In our cohort, no elevations in creatine kinase or cases of myalgia, myopathy, or rhabdomyolysis were recorded, consistent with randomized trial data showing that clinically significant statin-induced myopathy occurs in fewer than 0.1% of patients on maximal doses [
69]. The absence of muscle toxicity in our participants—who were generally healthy and not exposed to drug interactions—further confirms that atorvastatin and rosuvastatin are well tolerated in postmenopausal women.
4.8. Clinical Implications and Future Directions
This study has several notable strengths. It included a well-defined cohort of postmenopausal women with uniform inclusion criteria and standardized lipid monitoring across all visits. The prospective design with monthly biochemical follow-up enabled accurate tracking of lipid and safety parameters, while specialist supervision ensured consistent treatment intensity and high adherence. Moreover, by combining vitamin D assessment with SLCO1B1 genotyping, this research provides a translational link between endocrine and pharmacogenetic determinants of statin response—an approach rarely explored in similar populations.

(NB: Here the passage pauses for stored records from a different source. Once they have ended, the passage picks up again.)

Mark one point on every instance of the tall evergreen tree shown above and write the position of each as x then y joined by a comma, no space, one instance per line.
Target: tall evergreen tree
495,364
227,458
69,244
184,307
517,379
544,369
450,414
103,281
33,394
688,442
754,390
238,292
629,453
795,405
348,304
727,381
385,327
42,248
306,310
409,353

However, several limitations should be acknowledged. The study included a moderate number of participants recruited from a single geographic region and comprised exclusively postmenopausal women of European ancestry, which may limit the generalizability of the findings to other ethnic populations and to men. Sex-specific differences in statin pharmacokinetics and pharmacodynamics, as well as ethnic variability in allele frequencies and genetic backgrounds, should therefore be considered when interpreting the results.

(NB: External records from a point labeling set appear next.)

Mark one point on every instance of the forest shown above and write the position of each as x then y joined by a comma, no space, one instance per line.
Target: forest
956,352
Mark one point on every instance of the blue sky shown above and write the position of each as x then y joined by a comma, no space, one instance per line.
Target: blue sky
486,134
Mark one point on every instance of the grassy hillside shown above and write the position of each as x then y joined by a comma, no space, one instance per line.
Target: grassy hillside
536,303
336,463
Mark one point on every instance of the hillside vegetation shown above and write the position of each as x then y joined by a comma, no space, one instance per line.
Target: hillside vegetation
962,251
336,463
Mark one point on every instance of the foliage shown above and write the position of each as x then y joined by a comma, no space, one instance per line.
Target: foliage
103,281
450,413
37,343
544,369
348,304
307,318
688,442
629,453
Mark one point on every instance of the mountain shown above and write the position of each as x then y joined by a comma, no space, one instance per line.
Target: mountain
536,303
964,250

The 16-week follow-up period allowed assessment of short-term lipid-lowering efficacy and tolerability but was not designed to evaluate long-term cardiovascular outcomes or sustained safety profiles.

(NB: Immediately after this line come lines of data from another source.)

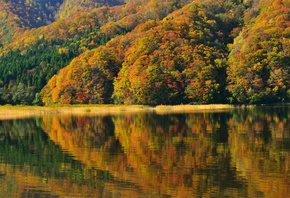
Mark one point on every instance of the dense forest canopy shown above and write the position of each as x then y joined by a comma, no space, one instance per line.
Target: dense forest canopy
144,51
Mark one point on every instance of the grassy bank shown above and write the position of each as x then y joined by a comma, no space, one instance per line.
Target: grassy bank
13,110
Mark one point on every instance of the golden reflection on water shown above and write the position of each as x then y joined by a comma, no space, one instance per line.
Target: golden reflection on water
239,153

In addition, outcome assessors were not blinded, which may have introduced assessment bias, particularly in the evaluation of subjective adverse events. However, the primary efficacy and safety outcomes were based on objective laboratory measurements, which reduces the likelihood of significant systematic bias.
Furthermore, pharmacogenetic analysis was restricted to the SLCO1B1 c.521T>C polymorphism. While this variant represents the most extensively studied determinant of statin transport and myopathy risk, the absence of other relevant transporter (e.g., ABCG2) and metabolizing enzyme gene analyses may have limited the ability to capture the full genetic contribution to interindividual variability in statin response. In addition, the low frequency of participants carrying the CC genotype of SLCO1B1 represents an important limitation, as the study may have been underpowered to detect small-to-moderate genotype effects on lipid response within this genotype.
Although treatment adherence was high, residual confounding related to dietary habits, physical activity, or sun exposure affecting vitamin D status cannot be fully excluded.
Future studies should include larger and more diverse cohorts with extended follow-up to confirm these findings and assess their impact on clinical outcomes. Expanding pharmacogenetic profiling to include ABCG2 and CYP variants, as well as integrating pharmacokinetic modeling, could help refine individualized statin dosing strategies. Interventional research on optimizing vitamin D status in parallel with pharmacogenetic analysis may further clarify mechanisms influencing efficacy and tolerability in women.